-
-
Notifications
You must be signed in to change notification settings - Fork 26.3k
Description
Describe the bug
The Naive Bayes classifier allows for a degenerate case in which there is just one class. sklearn.naive_bayes.GaussianNB
correctly handles this degenerate case, deterministically assigning the one class label to each sample at prediction time. In contrast, the discrete Naive Bayes classifiers do not properly handle data of this form.
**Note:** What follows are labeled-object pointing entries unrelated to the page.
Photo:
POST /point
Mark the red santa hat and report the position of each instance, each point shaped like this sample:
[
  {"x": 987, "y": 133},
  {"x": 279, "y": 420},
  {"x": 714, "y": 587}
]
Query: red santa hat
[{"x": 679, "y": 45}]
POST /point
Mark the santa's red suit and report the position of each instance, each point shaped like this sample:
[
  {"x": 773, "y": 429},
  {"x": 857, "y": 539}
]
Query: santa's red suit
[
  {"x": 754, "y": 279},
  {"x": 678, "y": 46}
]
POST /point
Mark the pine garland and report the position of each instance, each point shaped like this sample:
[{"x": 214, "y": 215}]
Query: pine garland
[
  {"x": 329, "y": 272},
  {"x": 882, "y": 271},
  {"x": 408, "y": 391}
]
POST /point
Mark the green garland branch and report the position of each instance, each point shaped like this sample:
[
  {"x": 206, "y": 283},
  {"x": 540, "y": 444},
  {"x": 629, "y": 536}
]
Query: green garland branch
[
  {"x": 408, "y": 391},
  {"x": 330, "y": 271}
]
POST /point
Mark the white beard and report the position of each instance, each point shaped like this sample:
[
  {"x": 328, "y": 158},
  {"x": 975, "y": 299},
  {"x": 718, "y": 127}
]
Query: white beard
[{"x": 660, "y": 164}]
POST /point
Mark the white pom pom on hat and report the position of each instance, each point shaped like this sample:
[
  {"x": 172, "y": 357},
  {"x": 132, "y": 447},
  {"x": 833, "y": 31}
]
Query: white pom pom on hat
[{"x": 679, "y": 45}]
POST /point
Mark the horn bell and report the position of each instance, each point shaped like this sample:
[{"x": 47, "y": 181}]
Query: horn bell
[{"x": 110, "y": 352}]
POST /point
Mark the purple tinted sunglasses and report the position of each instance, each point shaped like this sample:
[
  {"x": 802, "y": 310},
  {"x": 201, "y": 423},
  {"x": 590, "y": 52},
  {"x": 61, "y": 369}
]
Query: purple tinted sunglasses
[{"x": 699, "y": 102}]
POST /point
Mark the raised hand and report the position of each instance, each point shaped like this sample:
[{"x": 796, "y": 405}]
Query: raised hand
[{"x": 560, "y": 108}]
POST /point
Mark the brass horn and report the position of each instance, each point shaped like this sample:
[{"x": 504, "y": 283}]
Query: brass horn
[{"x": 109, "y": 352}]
One can fit a model, but prediction can elicit a cryptic IndexError
. This error arises due to the fact that the implementation implicitly but unnecessarily assumes that the number of classes will never be less than two.
I have submitted PR #18925 to fix this bug.
By way of contrast, the SVM classifier is inherently binary, and sklearn.svm.SVC
appropriately raises an informative ValueError
when one attempts to fit a model on data with just one class.
Steps/Code to Reproduce
import numpy as np
from sklearn import naive_bayes
rng = np.random.default_rng(0)
num_outcomes = 3
num_experiments = 12
num_samples = 10
X = rng.multinomial(
n=num_experiments,
pvals=np.ones(num_outcomes) / num_outcomes,
size=num_samples)
y = np.ones(num_samples)
clf = naive_bayes.MultinomialNB(fit_prior=False)
clf.fit(X, y)
clf.predict(X)
Expected Results
array([1., 1., 1., 1., 1., 1., 1., 1., 1., 1.])
Actual Results
---------------------------------------------------------------------------
IndexError Traceback (most recent call last)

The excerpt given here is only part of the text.